We see bats in the fossil record with no known ancestry and they look just like the bats of today.
Really? Have you made an extensive study of bat paleontology? Here's a fossil bat, Onychonycteris finneyi, about 52.5 million years old. The bat's surprising features-unlike modern bats, this one has claws on every finger, and its limb proportions are more like those of climbing mammals that hang under branches than other bats. Nancy B. Simmons; Kevin L. Seymour; Jorg Habersetzer; Gregg F. Gunnell (2008). "Primitive Early Eocene bat from Wyoming and the evolution of flight and echolocation". Nature 451 (7180): 818–21
ancientBat.jpg
Here is a modern bat skeleton. See the differences?
batskeleton.jpg

But I don't suppose being wrong about your facts will have the slightest effect on your belief system, since it's not based in facts, it's based on myth.

Could it be that scientists so accept evolution to be true that they don’t even test or verify it?
No, exactly the opposite. It was extensively tested over 100 years ago, and passed with flying colors. That's how it got accepted. We don't need to go back and do it over.
There is suspicion that evolution cannot do two things at one time and multiple things would need to be done at the same time to go from fish to amphibian or reptile.
Really? Biologists suspect that? Or only people who know almost nothing about Biology? Why on earth couldn't evolution "do two things at once?" What prevents this?

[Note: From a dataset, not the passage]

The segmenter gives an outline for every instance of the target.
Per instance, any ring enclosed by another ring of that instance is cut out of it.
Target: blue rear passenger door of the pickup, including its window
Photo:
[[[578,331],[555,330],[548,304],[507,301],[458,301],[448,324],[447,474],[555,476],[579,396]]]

Scientists see micro-evolution, such as evolution of anti-biotic resistance and resistance to pesticides, so they infer macro-evolution, such as the larger things, the large leaps, fish to amphibian, reptile to mammal, “if you take a lot of small steps you get a long way”. However there is no direct evidence for that.
There's tons of extremely direct evidence? Want to review it, or do you prefer to refuse to look at it and then claim to have done so?

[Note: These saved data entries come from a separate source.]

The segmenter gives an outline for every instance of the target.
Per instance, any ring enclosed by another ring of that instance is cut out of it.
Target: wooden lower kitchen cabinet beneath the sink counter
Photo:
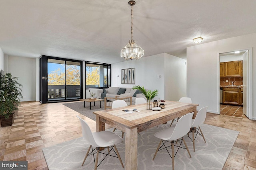
[[[242,88],[223,88],[222,103],[242,105]]]

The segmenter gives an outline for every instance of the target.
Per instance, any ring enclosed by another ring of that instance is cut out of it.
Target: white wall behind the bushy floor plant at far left
[[[36,58],[8,56],[8,70],[23,85],[22,102],[36,101]],[[38,74],[39,75],[39,74]]]

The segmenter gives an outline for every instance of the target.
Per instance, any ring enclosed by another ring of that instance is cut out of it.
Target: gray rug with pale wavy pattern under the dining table
[[[141,132],[138,135],[138,170],[171,169],[172,160],[166,150],[158,151],[156,158],[154,161],[152,160],[160,142],[154,134],[169,126],[170,122],[148,129],[147,132]],[[188,137],[184,137],[192,158],[189,157],[185,149],[179,149],[175,156],[174,168],[176,170],[221,170],[224,166],[239,132],[206,124],[200,127],[204,133],[206,143],[204,143],[202,136],[197,136],[195,140],[196,152],[193,152],[192,141]],[[112,131],[112,129],[109,130]],[[116,130],[116,133],[121,135],[119,130]],[[49,170],[92,170],[94,169],[93,156],[88,156],[84,166],[81,166],[88,147],[89,145],[81,137],[42,150]],[[125,163],[125,141],[116,145],[116,147],[123,163]],[[174,148],[177,149],[177,147]],[[171,147],[168,149],[171,153]],[[104,150],[104,152],[106,151],[107,149]],[[99,162],[103,156],[103,154],[99,155]],[[118,158],[112,156],[107,156],[98,166],[98,170],[121,169],[123,168]]]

To critical thinkers or skeptics of evolution, the jump to macro-evolution from micro-evolution is hard to swallow, because multiple things have to happen before you can produce any useful cellular machines.

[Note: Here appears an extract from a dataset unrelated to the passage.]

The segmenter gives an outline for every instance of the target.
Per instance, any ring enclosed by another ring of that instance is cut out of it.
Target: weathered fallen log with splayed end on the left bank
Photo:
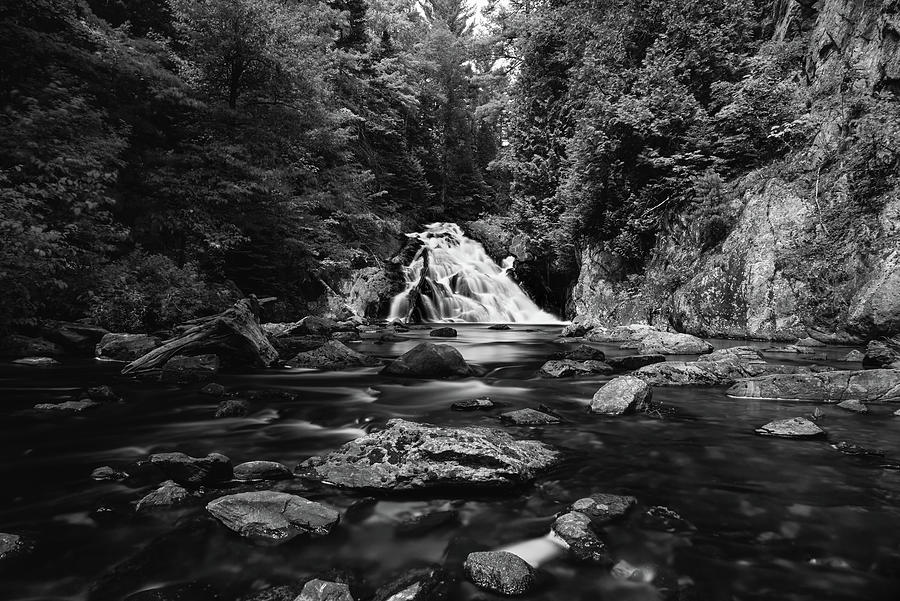
[[[256,297],[243,298],[218,315],[194,320],[179,336],[126,365],[122,373],[160,369],[176,355],[208,353],[230,366],[269,367],[278,360],[278,351],[260,327],[258,312]]]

You mean to people who have no idea how evolution works?
Richard Lenski’s long term e. Coli experiment has produced 50,000 generations and they are still e-coli with no fins or arms, no legs or fingers, no limbs, no eyes, no heart, etc…
Yeah, ten years is almost exactly like 3 billion years, no significant difference there.
“When Charles Darwin published The Origin of Species in 1859, it was already known that existing species can change over time. There is abundant evidence that changes can occur within existing species, both domestic and wild, so microevolution is uncontroversial. Many biologists during and after Darwin's lifetime have questioned whether the natural counterpart of domestic breeding could do what domestic breeding has never done -- namely, produce new species, organs, and body plans. All known beneficial mutations, however, affect only an organism's biochemistry; Darwinian evolution requires large-scale changes in morphology, or anatomy. "Large-scale evolutionary phenomena cannot be understood solely on the basis of extrapolation from processes observed at the level of modern populations and species.”
Wow, who is this? It's simply false. Who wrote this?